Ryanair will Alitalia kaufen

Die irische Fluggesellschaft hat der defizitären Konkurrentin nach eigenen Angaben ein Angebot gemacht.

Der Alitalia-Schriftzug im Flughafen von Mailand.

Der Alitalia-Schriftzug im Flughafen von Mailand.

(Bild: Keystone)

Die irische Fluggesellschaft Ryanair hat Interesse an einer Übernahme der hochverschuldeten italienischen Airline Alitalia. Ryanair habe ein unverbindliches Angebot unterbreitet, teilte das Unternehmen am Montag in London mit und bestätigte damit italienische Presseberichte. Demnach sollen insgesamt fast 20 Airlines Interesse an der maroden Alitalia angemeldet haben.

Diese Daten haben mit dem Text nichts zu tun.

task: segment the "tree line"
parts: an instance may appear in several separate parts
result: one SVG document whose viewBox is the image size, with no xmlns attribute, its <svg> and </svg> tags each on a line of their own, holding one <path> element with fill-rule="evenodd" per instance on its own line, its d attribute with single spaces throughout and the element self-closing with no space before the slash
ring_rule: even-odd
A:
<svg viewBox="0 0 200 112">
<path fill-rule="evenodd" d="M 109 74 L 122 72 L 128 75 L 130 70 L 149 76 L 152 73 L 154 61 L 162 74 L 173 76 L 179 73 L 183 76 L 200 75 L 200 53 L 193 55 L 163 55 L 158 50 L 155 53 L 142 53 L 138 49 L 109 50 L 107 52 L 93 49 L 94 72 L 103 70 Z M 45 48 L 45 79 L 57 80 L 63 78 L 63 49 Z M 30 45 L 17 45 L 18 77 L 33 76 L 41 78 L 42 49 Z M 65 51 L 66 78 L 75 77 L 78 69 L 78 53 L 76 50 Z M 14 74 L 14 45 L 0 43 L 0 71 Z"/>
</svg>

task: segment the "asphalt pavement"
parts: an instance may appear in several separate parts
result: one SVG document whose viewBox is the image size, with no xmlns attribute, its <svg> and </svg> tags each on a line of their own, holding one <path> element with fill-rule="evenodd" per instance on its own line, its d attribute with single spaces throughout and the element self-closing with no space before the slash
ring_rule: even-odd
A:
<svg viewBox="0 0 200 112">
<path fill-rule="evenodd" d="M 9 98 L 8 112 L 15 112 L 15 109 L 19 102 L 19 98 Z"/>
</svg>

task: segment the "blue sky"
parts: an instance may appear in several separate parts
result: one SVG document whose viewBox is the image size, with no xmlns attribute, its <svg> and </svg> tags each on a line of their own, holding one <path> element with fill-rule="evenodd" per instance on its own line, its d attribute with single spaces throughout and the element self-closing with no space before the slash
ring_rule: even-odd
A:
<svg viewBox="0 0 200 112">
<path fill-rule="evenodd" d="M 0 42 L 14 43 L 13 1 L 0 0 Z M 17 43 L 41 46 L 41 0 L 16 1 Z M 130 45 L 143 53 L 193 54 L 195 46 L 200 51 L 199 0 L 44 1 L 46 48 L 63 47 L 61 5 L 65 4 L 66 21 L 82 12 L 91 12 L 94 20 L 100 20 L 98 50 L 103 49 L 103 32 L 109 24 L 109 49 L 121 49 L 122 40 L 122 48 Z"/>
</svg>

Ryanair nannte am Montag keine Summe. Zur Begründung für das unverbindliche Angebot erklärte die Fluggesellschaft, es sei es wichtig, dass Ryanair in den Prozess um den Kauf des Unternehmens involviert sei.

Angebote bis Oktober

Die italienische Alitalia schreibt seit Jahren Verluste und ist zum Kauf ausgeschrieben. Sie war im Mai unter kommissarische Aufsicht gestellt worden, nachdem ein Sanierungsplan für die verschuldete Fluggesellschaft gescheitert war, der Lohnkürzungen und Stellenstreichungen vorsah. Eine Verstaatlichung des Unternehmens schloss die italienische Regierung bereits aus, sie favorisiert eine Komplettübernahme und hält mit einem Überbrückungskredit den Flugverkehr für insgesamt sechs Monate aufrecht.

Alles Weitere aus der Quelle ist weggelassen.